Cumhurbaşkanlığı Sözcüsü İbrahim Kalın: "Göze alabileceğine inanmıyorum "

Cumhurbaşkanlığı Sözcüsü İbrahim Kalın, Washington'da katıldığı etkinlikte, ABD'nin Türkiye konusunda yaptırım dilini kullanmasının geri tepeceğine işaret ederek, "ABD'nin dost ve müttefik olarak Türkiye'yi kaybetmeyi göze alabileceğine inanmıyorum." dedi.

2019.04.15 20:20 - Son Güncellenme: 2019.04.15 20:46 - Siyaset
A
Cumhurbaşkanlığı Sözcüsü İbrahim Kalın: "Göze alabileceğine inanmıyorum "

Cumhurbaşkanlığı Sözcüsü Kalın, ABD'nin başkenti Washington'da  Türkiye-ABD İş Konseyi (TAİK) ile Amerikan-Türk Konseyi (ATC) tarafından  düzenlenen 37'nci Ortak Yıllık Konferansa katıldı.

German-Marshall Fund (GMF) bünyesinde Türk-Amerikan ilişkileri üzerine  çalışan Joshua Walker'ın yönettiği özel mülakatta iki ülke ilişkilerini  değerlendiren Kalın, Türk-Amerikan ilişkilerinin geleceği için ümitli olunması  gerektiğini belirtti.

"S-400 kararı bir gecede alınmadı"

Kalın, son dönemde iki ülke arasındaki en önemli mesele haline gelen  S-400 konusunda, "S-400 kararı bir gecede alınmadı. ABD tarafından bize sunulan  paket ise bizim ihtiyaçlarımızı tam olarak karşılamıyordu. Biz bu süreçte S-400  sürecini gayet şeffaf bir şekilde yürüttük. Biz ABD'den Patriot sistemlerini  alabilmek için çok uğraştık. ABD'den veya bir NATO üyesinden hava savunma sistemi  almaya hazırız ancak bunun bizim koşullarımızı sağlıyor olması lazım."  değerlendirmesini yaptı.

"Yaptırım dili geri teper"

Sözcü Kalın şöyle devam etti:

"ABD'nin Türkiye konusunda yaptırım dilini kullanması geri tepecek bir  yaklaşımdır. Bizim ABD ile birçok alanda önemli iş birliklerimiz var. Bu tür bir  yaptırım dili ikili ilişkilerimize zarar vermektedir. Biz hem Astana hem de  Cenevre süreçlerinin parçasıyız. DEAŞ'a karşı verilen mücadelede çok önemli bir  rol oynadık, oynuyoruz. İdlib'de durumun kontrol altında olmasında kritik rolümüz  var. Bazı farklılıklarımız olsa da Suriye'deki siyasi çözüm konusunda ABD ile  aynı sayfadayız.
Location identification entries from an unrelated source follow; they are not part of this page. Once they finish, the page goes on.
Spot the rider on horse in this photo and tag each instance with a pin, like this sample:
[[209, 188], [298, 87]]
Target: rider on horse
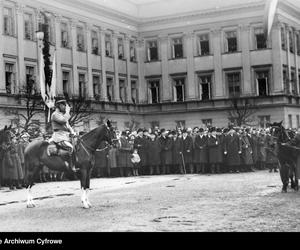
[[62, 131]]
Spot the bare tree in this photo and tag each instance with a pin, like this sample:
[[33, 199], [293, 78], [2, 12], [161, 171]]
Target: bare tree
[[241, 111]]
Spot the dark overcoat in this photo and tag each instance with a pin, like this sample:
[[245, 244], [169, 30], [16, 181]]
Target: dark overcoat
[[200, 149], [232, 146], [188, 149], [177, 151], [154, 149], [166, 150]]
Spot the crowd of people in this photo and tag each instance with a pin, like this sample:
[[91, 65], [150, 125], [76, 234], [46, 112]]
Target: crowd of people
[[158, 151], [195, 151]]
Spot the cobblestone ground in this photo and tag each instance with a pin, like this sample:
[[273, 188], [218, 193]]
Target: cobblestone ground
[[226, 202]]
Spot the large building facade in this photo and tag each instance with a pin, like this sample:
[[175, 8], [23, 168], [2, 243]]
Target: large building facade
[[167, 69]]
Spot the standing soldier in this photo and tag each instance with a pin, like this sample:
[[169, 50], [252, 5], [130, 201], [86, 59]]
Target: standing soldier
[[232, 148], [187, 150]]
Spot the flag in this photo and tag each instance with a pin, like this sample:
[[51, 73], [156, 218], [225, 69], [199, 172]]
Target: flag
[[269, 15]]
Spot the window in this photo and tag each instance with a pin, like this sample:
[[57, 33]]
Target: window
[[64, 35], [120, 48], [233, 80], [96, 87], [178, 89], [283, 39], [261, 42], [132, 51], [263, 121], [134, 93], [66, 82], [290, 121], [109, 88], [80, 39], [153, 91], [28, 26], [82, 89], [205, 87], [231, 41], [177, 48], [95, 43], [203, 45], [9, 78], [180, 124], [8, 21], [30, 79], [152, 51], [291, 41], [207, 122], [108, 47], [122, 88], [262, 82]]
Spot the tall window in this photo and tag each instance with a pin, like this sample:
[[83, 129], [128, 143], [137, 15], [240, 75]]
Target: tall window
[[203, 44], [153, 91], [261, 42], [82, 87], [291, 41], [64, 35], [80, 39], [28, 26], [95, 43], [8, 21], [132, 51], [96, 87], [262, 82], [9, 78], [234, 82], [152, 51], [108, 47], [205, 87], [231, 41], [122, 89], [264, 120], [177, 48], [109, 88], [179, 89], [134, 92], [66, 82], [120, 48], [30, 79], [283, 38]]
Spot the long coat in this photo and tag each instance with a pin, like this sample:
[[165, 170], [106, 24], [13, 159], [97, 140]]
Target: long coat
[[166, 150], [246, 150], [154, 152], [200, 149], [124, 153], [177, 151], [215, 149], [141, 144], [232, 146], [188, 149]]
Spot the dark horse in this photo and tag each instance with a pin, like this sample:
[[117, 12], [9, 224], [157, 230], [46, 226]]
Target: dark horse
[[36, 156], [287, 156]]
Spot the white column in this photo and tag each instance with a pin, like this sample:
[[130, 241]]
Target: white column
[[20, 45], [116, 58], [142, 83], [190, 87], [59, 88], [166, 85], [74, 88], [103, 68], [89, 61], [2, 75], [127, 56]]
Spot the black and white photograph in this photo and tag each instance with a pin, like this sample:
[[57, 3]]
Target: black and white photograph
[[148, 116]]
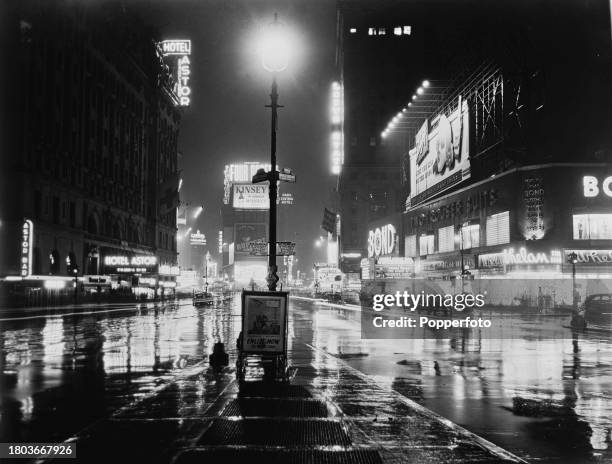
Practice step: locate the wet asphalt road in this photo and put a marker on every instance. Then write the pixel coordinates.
(544, 400)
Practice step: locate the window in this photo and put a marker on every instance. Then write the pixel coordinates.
(426, 245)
(470, 236)
(446, 239)
(498, 228)
(592, 226)
(410, 246)
(55, 210)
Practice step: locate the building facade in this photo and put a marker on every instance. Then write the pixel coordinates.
(93, 150)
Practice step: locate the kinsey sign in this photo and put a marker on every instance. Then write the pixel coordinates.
(198, 239)
(510, 257)
(593, 188)
(27, 237)
(250, 196)
(381, 241)
(593, 257)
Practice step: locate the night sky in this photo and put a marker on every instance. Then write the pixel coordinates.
(228, 122)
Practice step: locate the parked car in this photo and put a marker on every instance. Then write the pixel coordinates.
(598, 311)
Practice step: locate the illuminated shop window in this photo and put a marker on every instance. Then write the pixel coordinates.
(410, 246)
(592, 226)
(470, 236)
(446, 239)
(426, 245)
(498, 228)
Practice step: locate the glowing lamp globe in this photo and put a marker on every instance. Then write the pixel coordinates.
(274, 47)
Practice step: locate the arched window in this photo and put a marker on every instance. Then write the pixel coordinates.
(54, 263)
(92, 225)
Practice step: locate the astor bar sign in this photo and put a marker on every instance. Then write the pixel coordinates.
(27, 237)
(381, 241)
(135, 264)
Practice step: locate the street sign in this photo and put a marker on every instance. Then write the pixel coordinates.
(260, 177)
(284, 177)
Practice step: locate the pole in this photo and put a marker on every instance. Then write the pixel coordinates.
(76, 283)
(574, 302)
(272, 269)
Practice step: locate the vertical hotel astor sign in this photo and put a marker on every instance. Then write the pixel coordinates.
(182, 49)
(27, 239)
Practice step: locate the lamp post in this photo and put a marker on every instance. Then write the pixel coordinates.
(274, 58)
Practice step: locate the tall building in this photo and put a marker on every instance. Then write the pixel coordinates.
(400, 63)
(91, 156)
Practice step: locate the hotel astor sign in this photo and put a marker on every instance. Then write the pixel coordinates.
(381, 241)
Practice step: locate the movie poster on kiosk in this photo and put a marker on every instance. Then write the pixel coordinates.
(263, 323)
(440, 157)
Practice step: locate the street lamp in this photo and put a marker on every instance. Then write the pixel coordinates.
(274, 53)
Bu süreçte ABD Başkanı Donald Trump da iki ülke arasında 75  milyar dolarlık bir ticaret hedefine ulaşılabileceğini söyledi. Fakat bu tehdit  ve yaptırım dilini sürdürürseniz bu amaçlara nasıl ulaşılabilir?"

"Cumhurbaşkanımız ABD ile iyi, güçlü ve verimli bir ilişkiye  inanıyor"

Kalın, "Tüm bunların yanında Cumhurbaşkanımız hala ABD ile iyi, güçlü  ve verimli bir ilişkiye inanıyor. Bu nedenle Başkan (Donald) Trump ile kişisel  ilişkilerimize değer veriyoruz. Washington'daki diğer karar vericiler ve  uygulayıcıların da buradaki büyük resmi görebileceklerine inanıyorum. ABD'nin  dost ve müttefik olarak Türkiye'yi kaybetmeyi göze alabileceğine inanmıyorum."  diye konuştu.

ABD ile Türkiye arasında geçmişte inişli çıkışlı dönemler yaşandığına  işaret eden Kalın, "Ancak şimdi, ilişkimize atfedilen tüm kaos ve umutsuzluk göz  önüne alındığında daha fazla pozitif değerlere dayalı bir ilişkiye ihtiyacımız  olduğuna inanıyorum." dedi.

"Türkiye-Rusya ilişkisi, üçüncü bir ülkeye tehdit değil"

Kalın, Türkiye ile Rusya arasındaki ilişkilerin boyutuna dair,  "Türkiye-Rusya ilişkisi, üçüncü bir ülkeye hiçbir şekilde tehdit niyeti  taşımamaktadır. Rusya, bölgemizdeki önemli bir ortaktır ve birçok konuda bölgesel  iş birlikleri yapıyoruz. Fakat biz NATO müttefiki bir ülkeyiz ve ABD ile ve NATO  ile stratejik ortaklığımıza çok değer veriyoruz." değerlendirmesini yaptı.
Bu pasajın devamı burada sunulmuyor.